Truth be told, this pace eased my scorpions and I took the chance to examine the pawnbroker’s domain. Like the outside of the building, the corridors were clean and recently painted in shades of brown. Gas lights cast shadows and, while I knew it to be impossible, I had that strange feeling that – yet again – someone watched me.
“Emily likes the place clean. S
pend most of my days now paintink!” he told me as we reached the top of the stairs and began the shuffle down yet another corridor.
“Not Mr Gold?” I dropped my knowledge casually into the conversation. “I thought he was the boss?”
“Ol’ man’s retired. Emily’s in charge now!” the door-keep informed me sharply.
I thought that highly unlikely. Coupled with what CC spat at me last night, I knew a man who could coerce a woman into the oldest profession – just to pay off a family debt; a man who could instil fear into soldiers such as Jethro and my cousin – would not relinquish the reigns of his underworld empire to a girl, however competent. Besides, the tattoo on Emily’s arm was intact, not cancelled to show she’d gained her freedom.
No, the pawnbroker might find it amusing to let the world think a slave ran the show, but Gold would only give up control of his empire the day they buried him six-feet under: and perhaps not even then.
The doorman’s pace slowed to an almost crawl and, finally, the wheeze I’d expected since we began our ascent, appeared.
“Jethro says you’re a good sort,” the old man muttered in his exceptionally thick accent.

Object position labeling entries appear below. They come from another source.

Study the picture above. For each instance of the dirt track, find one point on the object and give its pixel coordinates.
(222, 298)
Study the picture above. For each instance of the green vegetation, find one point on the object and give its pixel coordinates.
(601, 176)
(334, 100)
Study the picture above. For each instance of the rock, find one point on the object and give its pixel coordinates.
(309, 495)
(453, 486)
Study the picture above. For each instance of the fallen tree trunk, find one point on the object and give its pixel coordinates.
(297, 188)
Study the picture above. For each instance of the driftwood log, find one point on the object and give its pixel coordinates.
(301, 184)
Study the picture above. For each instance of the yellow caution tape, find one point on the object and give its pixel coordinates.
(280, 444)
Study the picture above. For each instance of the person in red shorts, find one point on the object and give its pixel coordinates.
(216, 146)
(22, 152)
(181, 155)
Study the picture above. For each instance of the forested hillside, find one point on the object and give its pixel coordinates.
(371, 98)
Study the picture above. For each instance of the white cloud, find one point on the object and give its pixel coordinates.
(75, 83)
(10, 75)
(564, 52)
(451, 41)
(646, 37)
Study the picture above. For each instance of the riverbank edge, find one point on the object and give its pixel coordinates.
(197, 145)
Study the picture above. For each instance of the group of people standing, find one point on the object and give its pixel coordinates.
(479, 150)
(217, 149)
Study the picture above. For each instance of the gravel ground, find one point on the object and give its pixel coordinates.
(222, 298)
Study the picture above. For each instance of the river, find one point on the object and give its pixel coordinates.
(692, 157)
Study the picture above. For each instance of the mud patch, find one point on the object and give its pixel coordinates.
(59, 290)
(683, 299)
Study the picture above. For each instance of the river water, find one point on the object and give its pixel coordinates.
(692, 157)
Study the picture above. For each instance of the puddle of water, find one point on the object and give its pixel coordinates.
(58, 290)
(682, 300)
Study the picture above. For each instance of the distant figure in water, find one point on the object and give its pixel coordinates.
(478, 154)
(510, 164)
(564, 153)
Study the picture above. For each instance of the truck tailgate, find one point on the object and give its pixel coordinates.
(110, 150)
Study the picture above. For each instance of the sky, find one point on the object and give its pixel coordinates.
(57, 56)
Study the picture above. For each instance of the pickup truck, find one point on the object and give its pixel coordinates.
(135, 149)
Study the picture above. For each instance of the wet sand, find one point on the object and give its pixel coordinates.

We’d reached the door by this point, and his gloved hands hovered over the brass knob as if to indicate that he’d not decided whether to let me any further. “You better be. You don’t want Gold dealing with you if you hurt her. She’s a chip off the old block she is. Maybe a bit softer than his Imperial Highness – which, by the way, is how you address the head of the Impereye -for all her smiles. But you’ll not catch me crossing her. No one does, not since she came out of short dresses anyway.” He laughed. But whether it was at the thought of Emily as a child or me addressing Gold like he was a member of the Russian Royal Family – I had no idea.